Nafeez Mossadeq Ahmed
BEHIND THE WAR ON TERROR
From Part Two, Chapter Seven: "False Pretexts"

and

Quote by
Wiliam Clark
"The Real Reasons for the Upcoming War
with Iraq: a Macroeconomic and
Geostrategic Analysis of the Unspoken Truth"
Independent Media Center, January, 2003

"An objective assessment of the 2003 war in Iraq...shows clearly that it was nothing less than a...colonial enterprise, fundamentally opposed to elementary humanitarian principles and motviated by longstanding imperial values."

Nafeez Mossadeq Ahmed
BEHIND THE WAR ON TERROR
From the Postscript

Nafeez Mosaddeq Ahmed, the Mozart-like prodigy of modern of political analysis, has done it again. Rivalling some of the best of Noam Chomsky, Michel Chussodovsky and Arundhati Roy... definitively making all non-scientific, non-factually based analysis of American foreign policy irrelevant at best, heinously (though ironically) unpatriotic and inhumane at worst... with almost six hundred footnotes rivalling the nearly seven hundred that helped prove his case in THE WAR ON FREEDOM, Ahmed lays the inhumanity of American foreign policy in Iraq bare for any American with the courage to read it, and discover the true nature of its leaders. And, for a world that must prepare its very lives for the worst in us.

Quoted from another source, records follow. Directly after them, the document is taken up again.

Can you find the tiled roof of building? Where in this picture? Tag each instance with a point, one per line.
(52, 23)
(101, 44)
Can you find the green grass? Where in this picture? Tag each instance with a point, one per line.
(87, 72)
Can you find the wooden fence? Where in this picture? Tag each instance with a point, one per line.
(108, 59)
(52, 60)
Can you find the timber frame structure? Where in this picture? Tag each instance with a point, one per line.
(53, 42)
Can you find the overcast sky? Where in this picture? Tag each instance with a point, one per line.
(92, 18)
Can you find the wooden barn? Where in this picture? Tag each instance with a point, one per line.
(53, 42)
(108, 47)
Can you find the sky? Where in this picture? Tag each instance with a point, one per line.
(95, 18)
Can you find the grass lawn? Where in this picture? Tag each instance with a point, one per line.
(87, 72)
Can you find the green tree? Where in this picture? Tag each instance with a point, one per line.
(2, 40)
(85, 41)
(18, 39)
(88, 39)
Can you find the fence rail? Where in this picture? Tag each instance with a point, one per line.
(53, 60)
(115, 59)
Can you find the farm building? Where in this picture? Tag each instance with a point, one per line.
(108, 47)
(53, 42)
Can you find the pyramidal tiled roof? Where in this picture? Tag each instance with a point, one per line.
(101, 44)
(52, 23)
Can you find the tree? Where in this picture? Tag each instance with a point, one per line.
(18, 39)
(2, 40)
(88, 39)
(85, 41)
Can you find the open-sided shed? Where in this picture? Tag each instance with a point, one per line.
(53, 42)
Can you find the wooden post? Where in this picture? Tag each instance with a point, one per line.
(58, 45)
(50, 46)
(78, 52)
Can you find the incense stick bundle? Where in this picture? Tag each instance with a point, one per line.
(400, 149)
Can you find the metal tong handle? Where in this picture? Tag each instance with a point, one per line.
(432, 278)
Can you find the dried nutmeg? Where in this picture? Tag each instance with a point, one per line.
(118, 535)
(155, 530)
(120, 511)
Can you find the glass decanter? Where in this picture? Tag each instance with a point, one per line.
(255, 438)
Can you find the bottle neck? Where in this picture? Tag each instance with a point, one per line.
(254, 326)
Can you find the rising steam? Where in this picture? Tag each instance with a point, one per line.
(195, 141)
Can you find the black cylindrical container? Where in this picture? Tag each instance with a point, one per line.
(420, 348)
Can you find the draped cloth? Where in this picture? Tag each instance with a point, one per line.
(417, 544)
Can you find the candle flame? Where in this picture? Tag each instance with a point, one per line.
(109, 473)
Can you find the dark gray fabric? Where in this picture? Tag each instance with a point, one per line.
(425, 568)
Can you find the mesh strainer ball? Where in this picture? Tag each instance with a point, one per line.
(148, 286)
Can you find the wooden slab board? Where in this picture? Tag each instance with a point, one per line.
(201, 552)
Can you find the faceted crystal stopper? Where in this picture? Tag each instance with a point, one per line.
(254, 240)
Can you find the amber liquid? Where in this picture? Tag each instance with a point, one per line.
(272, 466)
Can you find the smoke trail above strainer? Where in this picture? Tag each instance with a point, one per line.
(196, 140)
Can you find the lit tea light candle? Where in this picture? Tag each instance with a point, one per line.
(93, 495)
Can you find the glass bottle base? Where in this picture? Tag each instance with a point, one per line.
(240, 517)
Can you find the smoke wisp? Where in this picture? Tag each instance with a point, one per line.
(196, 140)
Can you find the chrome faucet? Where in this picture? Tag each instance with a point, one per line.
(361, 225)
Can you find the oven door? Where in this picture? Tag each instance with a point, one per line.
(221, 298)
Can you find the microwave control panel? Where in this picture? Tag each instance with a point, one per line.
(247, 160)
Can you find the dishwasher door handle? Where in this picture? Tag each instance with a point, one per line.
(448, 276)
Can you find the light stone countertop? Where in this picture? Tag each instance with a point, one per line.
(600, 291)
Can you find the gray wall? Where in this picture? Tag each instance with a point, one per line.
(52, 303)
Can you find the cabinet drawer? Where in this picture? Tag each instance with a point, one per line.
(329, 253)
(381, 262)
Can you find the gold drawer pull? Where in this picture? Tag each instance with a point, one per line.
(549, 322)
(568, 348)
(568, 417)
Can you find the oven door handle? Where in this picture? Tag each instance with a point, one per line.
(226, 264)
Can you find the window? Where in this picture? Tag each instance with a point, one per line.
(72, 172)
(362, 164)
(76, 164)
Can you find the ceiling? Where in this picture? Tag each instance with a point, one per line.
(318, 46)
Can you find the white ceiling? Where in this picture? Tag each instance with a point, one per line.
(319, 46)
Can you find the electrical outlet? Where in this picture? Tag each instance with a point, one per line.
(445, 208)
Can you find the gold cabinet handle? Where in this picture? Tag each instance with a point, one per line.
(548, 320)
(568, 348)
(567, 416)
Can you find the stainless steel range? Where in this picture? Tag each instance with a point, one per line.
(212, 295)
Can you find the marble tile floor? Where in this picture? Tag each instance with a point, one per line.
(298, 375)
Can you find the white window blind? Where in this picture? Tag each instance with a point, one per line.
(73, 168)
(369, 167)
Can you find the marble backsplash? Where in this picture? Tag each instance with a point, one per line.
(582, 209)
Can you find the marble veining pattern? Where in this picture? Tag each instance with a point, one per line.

COVERT ECONOMIC WARFARE AS INSTIGATOR OF MILITARY ACTION

Of the many painful and unquestionable facts revealed in this monumental book, the most important is the paradigm shift in American foreign policy perception waiting for people; a paradigm shift in perception that happens inevitably with the understanding of this one concept: economic warfare. In much the same way the concept of "emotional incest" dismantles the entire bedrock philosophy of Freudian psychology (where the children are supposedly asking for it), Ahmed shows how the United States, at the end of the Cold War, all but forced Kuwait to manipulate the oil prices in 1990 by dumping oil into the market at half its cost value, effectively bankrupting the Iran-war damaged, oil-based Iraqi economy. This form of overt economic warfare declared by Kuwait--and covertly supported by the US--demanded a response from Saddam Hussein that actually started with his protests in the United Nations (unliek his normally brutal methods)--but led inexorably to military invasion when Kuwait refused to stop as his people were starving, and the UN did nothing. And Hussein's 1991 invasion of Kuwait, as Bush, Sr. knew it would, rationalized a) the invasion of Iraq in 1991, b) the continuance of the military build-up in America after the end of the Cold War, and c) virtually all foreign policy in the Middle East to the present day. The culture killing sanctions--economic warfare part II--came next, and lasted until the present military war. Human life in the Middle East means less than nothing to most of our administration--and not really much here as well, considering the current body count of our soldiers.

I will say no more about this book except this: do not pretend to believe in democracy until you find the moral courage to read it.